Le Tribunal Administratif de Lyon a été saisi par Mme A... d’un recours pour excès de pouvoir contre le refus implicite de la préfète du Rhône de lui délivrer un titre de séjour. En cours d’instance, la préfète a accordé à la requérante une carte de séjour temporaire, rendant sans objet les conclusions en annulation et injonction. Par ordonnance, le tribunal a constaté un non-lieu à statuer sur ces conclusions sur le fondement de l’article R. 222-1 du code de justice administrative. Il a également condamné l’État à verser 1 200 euros à l’avocat de Mme A... au titre de l’article 37 de la loi du 10 juillet 1991 relative à l’aide juridique.
Texte intégral
Vu la procédure suivante :
Par une requête enregistrée le 28 juin 2024, Mme D... A..., représentée par Me Zouine, demande au tribunal :
1°) d’annuler la décision implicite de rejet du silence gardé par la préfète du Rhône sur sa demande de titre de séjour présentée le 11 août 2023 ;
2°) d’enjoindre à la préfète du Rhône de lui délivrer un titre de séjour portant la mention « vie privée et familiale », dans un délai de quinze jours à compter du jugement à intervenir ;
3°) de mettre à la charge de l’Etat une somme de 1 500 hors taxes à verser à son conseil en application des dispositions de l’article L 761-1 du code de justice administrative.
Par un mémoire enregistré le 19 août 2025, la préfète du Rhône informe le tribunal qu’elle a accordé à la requérante une carte de séjour temporaire valable du 14 décembre 2024 au 13 décembre 2025 et conclut au-non-lieu à statuer sur la requête ainsi qu’au rejet des conclusions présentées sur le fondement de l’article L.761-1 du code de justice administrative.
Mme C... A... a été admise au bénéfice de l’aide juridictionnelle totale par une décision du 19 avril 2024.
Vu la décision attaquée et les autres pièces du dossier.
Vu :
– la loi n° 91-647 du 10 juillet 1991 relative à l’aide juridique ;
– le code de justice administrative.
Considérant ce qui suit :
Aux termes de l’article R. 222-1 du code de justice administrative : « (…) les présidents de formation de jugement des tribunaux et des cours (…) peuvent, par ordonnance : (…) / 3° Constater qu’il n’y a pas lieu de statuer sur une requête ; (...) / 5° Statuer sur les requêtes qui ne présentent plus à juger de questions autres que la condamnation prévue à l'article L. 761-1 ou la charge des dépens ; (…) ».
Il ressort des pièces du dossier que, postérieurement à l’introduction de la requête, la préfète du Rhône a accordé une carte de séjour temporaire à la requérante.
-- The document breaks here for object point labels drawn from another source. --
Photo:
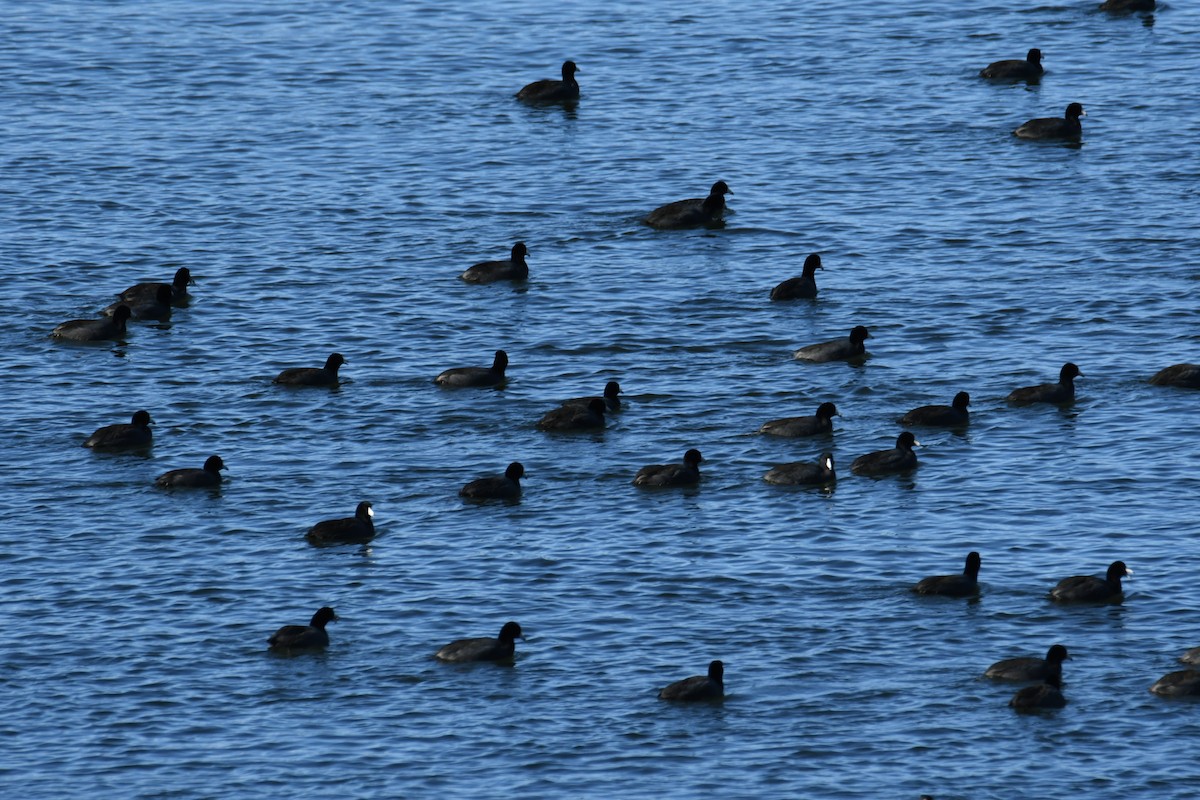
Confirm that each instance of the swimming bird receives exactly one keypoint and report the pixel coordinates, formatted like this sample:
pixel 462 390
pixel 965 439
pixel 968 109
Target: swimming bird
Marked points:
pixel 575 417
pixel 882 462
pixel 1047 695
pixel 304 637
pixel 1090 589
pixel 947 416
pixel 94 330
pixel 1185 376
pixel 803 426
pixel 324 376
pixel 348 530
pixel 484 648
pixel 136 433
pixel 803 473
pixel 1054 127
pixel 804 287
pixel 611 397
pixel 475 377
pixel 697 687
pixel 496 487
pixel 1029 668
pixel 953 585
pixel 192 477
pixel 1185 683
pixel 142 293
pixel 513 269
pixel 843 349
pixel 1127 6
pixel 549 90
pixel 157 306
pixel 685 474
pixel 695 212
pixel 1029 68
pixel 1057 394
Par suite, les conclusions aux fins d’annulation et d’injonction sont devenues sans objet et il n’y a, dès lors, plus lieu d’y statuer.
Mme C... A... a obtenu le bénéfice de l’aide juridictionnelle totale. Par suite, son avocat peut se prévaloir des dispositions de l’article 37 de la loi n° 91-647 du 10 juillet 1991. Il y a lieu, dans les circonstances de l’espèce, de mettre à la charge de l’État une somme de 1 200 euros à verser à Me Zouine, sous réserve que ce dernier renonce à percevoir la somme correspondant à la part contributive de l’État.
O R D O N N E :
Article 1er : Il n’y a pas lieu de statuer sur les conclusions aux fins d’annulation et d’injonction de Mme C... A....
Article 2 : L’État versera à Me Zouine une somme de 1 200 euros en application des dispositions du deuxième alinéa de l’article 37 de la loi n° 91‑647 du 10 juillet 1991, sous réserve que Me Zouine renonce à percevoir la somme correspondant à la part contributive de l’État.
Article 3 : La présente ordonnance sera notifiée à Mme D... A..., à Me Zouine et à la préfète du Rhône.
Fait à Lyon, le 28 janvier 2026.
La présidente,
P. Dèche
La République mande et ordonne à la préfète du Rhône, en ce qui la concerne ou à tous commissaires de justice à ce requis en ce qui concerne les voies de droit commun contre les parties privées de pourvoir à l’exécution de la présente décision.